The other exclusive license that GeneCentric has garnered from UNC is for a 13-gene VEGF signature, dubbed the "Hypoxia Signature," which in previous studies has been shown to characterize poor outcomes and distant metastases in breast, lung, and brain cancer patients. Additionally, exploratory analyses by researchers led by Scripps Research Institute's Scooter Willis has shown that the signature may predict which breast cancer patients could live longer after treatment with Genentech's anti-angiogenic drug Avastin (bevacizumab).

"We envision the 13-gene assay to have significant value as a companion diagnostic for pharma. So, for now, we do not have plans to offer it as a clinical diagnostic," Lai-Goldman told PGx Reporter. "As we complete additional validation studies … our commercialization plans may change."

In the Scripps exploratory study, presented at the American Society of Clinical Oncology's annual meeting this year, Willis and colleagues analyzed 122 formalin-fixed, paraffin-embedded tissue samples from breast cancer patients enrolled in the E2100 trial comparing treatment with Avastin plus paclitaxel to paclitaxel alone. The researchers found that progression-free survival was the same in both treatment arms, despite whether patients had low or high VEGF signatures. However, patients with the high VEGF signature in both treatments arms experienced an overall survival benefit compared to those with a low VEGF signature.
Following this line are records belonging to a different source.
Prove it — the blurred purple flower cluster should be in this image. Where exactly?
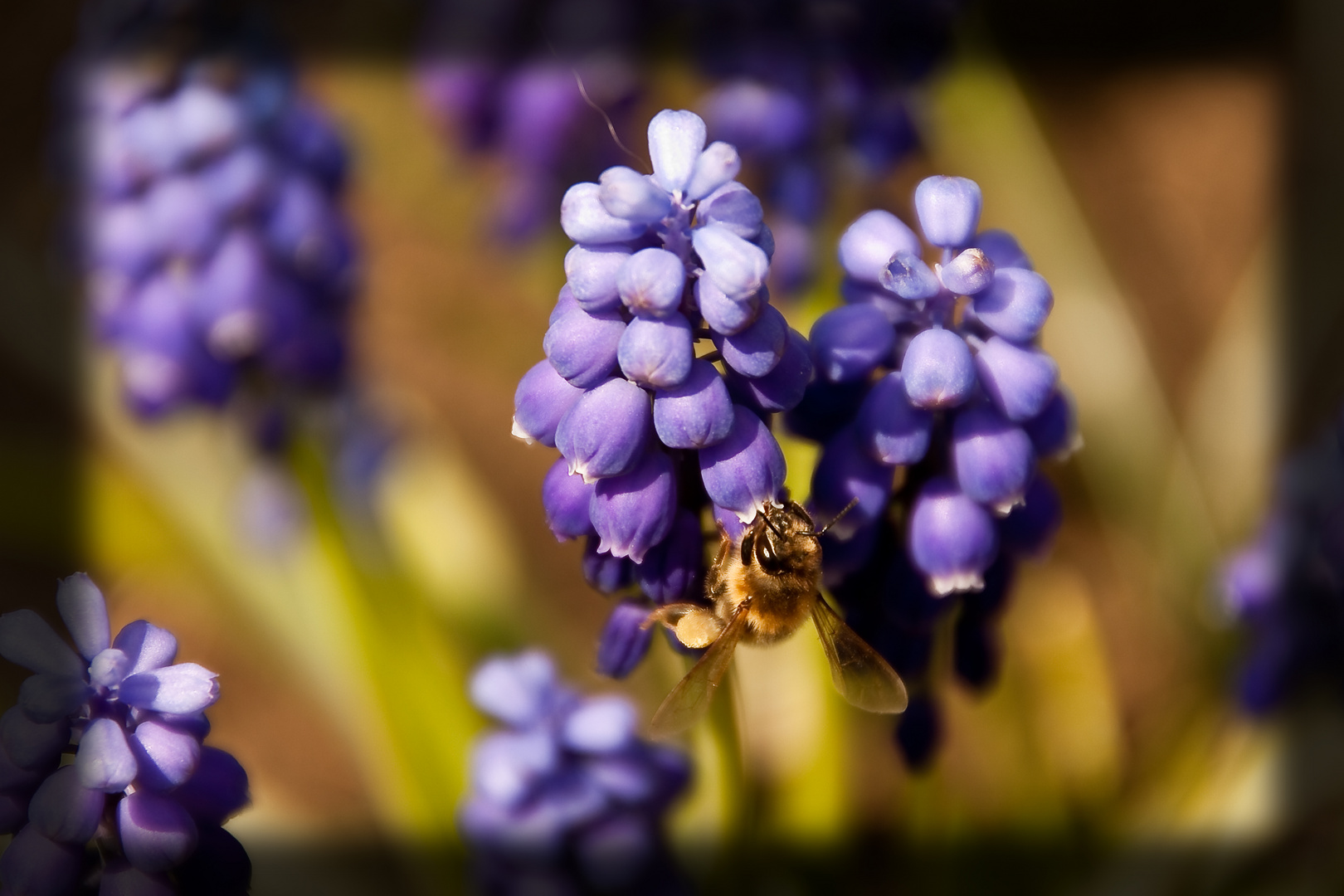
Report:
[514,109,811,675]
[785,176,1078,764]
[416,0,641,241]
[0,572,251,896]
[1219,416,1344,713]
[685,0,962,290]
[74,35,356,416]
[458,650,689,894]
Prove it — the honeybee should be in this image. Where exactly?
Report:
[644,501,908,738]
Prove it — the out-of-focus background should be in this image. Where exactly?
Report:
[7,0,1344,894]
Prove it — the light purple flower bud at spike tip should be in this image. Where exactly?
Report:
[172,747,250,825]
[808,305,897,382]
[691,224,770,301]
[75,718,137,794]
[564,246,631,314]
[999,475,1064,560]
[938,249,995,295]
[808,426,894,538]
[555,377,653,482]
[653,360,733,449]
[695,277,770,336]
[685,139,742,202]
[973,230,1031,270]
[1021,386,1082,460]
[0,610,85,675]
[915,174,981,249]
[589,449,677,562]
[967,265,1055,343]
[579,539,635,594]
[713,504,750,542]
[700,406,786,523]
[468,650,557,728]
[28,766,108,845]
[597,601,653,679]
[89,647,132,688]
[635,509,704,603]
[597,165,672,224]
[649,109,704,193]
[98,859,178,896]
[880,251,942,302]
[0,825,83,896]
[695,182,770,240]
[728,329,813,414]
[617,249,685,317]
[56,572,111,660]
[900,328,976,408]
[111,619,178,674]
[908,477,999,597]
[561,183,648,245]
[546,284,579,326]
[839,210,919,284]
[561,696,635,753]
[130,718,200,790]
[472,728,559,806]
[19,672,93,724]
[952,403,1036,514]
[713,305,785,379]
[117,790,197,873]
[616,313,695,388]
[855,371,933,465]
[514,360,583,447]
[0,707,70,771]
[121,662,219,714]
[542,308,625,390]
[542,457,592,542]
[978,336,1059,423]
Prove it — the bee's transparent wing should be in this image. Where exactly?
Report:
[811,594,910,712]
[649,601,752,739]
"This signature, which suggests that the response to hypoxia includes the ability to promote new blood and lymphatic vessel formation, shows great potential as a predictive biomarker of those patients to whom bevacizumab would convey an OS advantage benefit," Willis et al. concluded in the abstract presented at the ASCO meeting. "We note with great caution that this exploratory analysis of trial subset is underpowered, hence, this compact VEGF signature is being pursued in other bevacizumab trial sets."

Last year, the US Food and Drug Administration revoked Avastin's breast cancer indication "after concluding that the drug has not been shown to be safe and effective for that use." The agency has encouraged Roche subsidiary Genentech to continue to explore biomarkers that might identify which breast cancer patients respond to the drug (PGx Reporter 11/30/2011).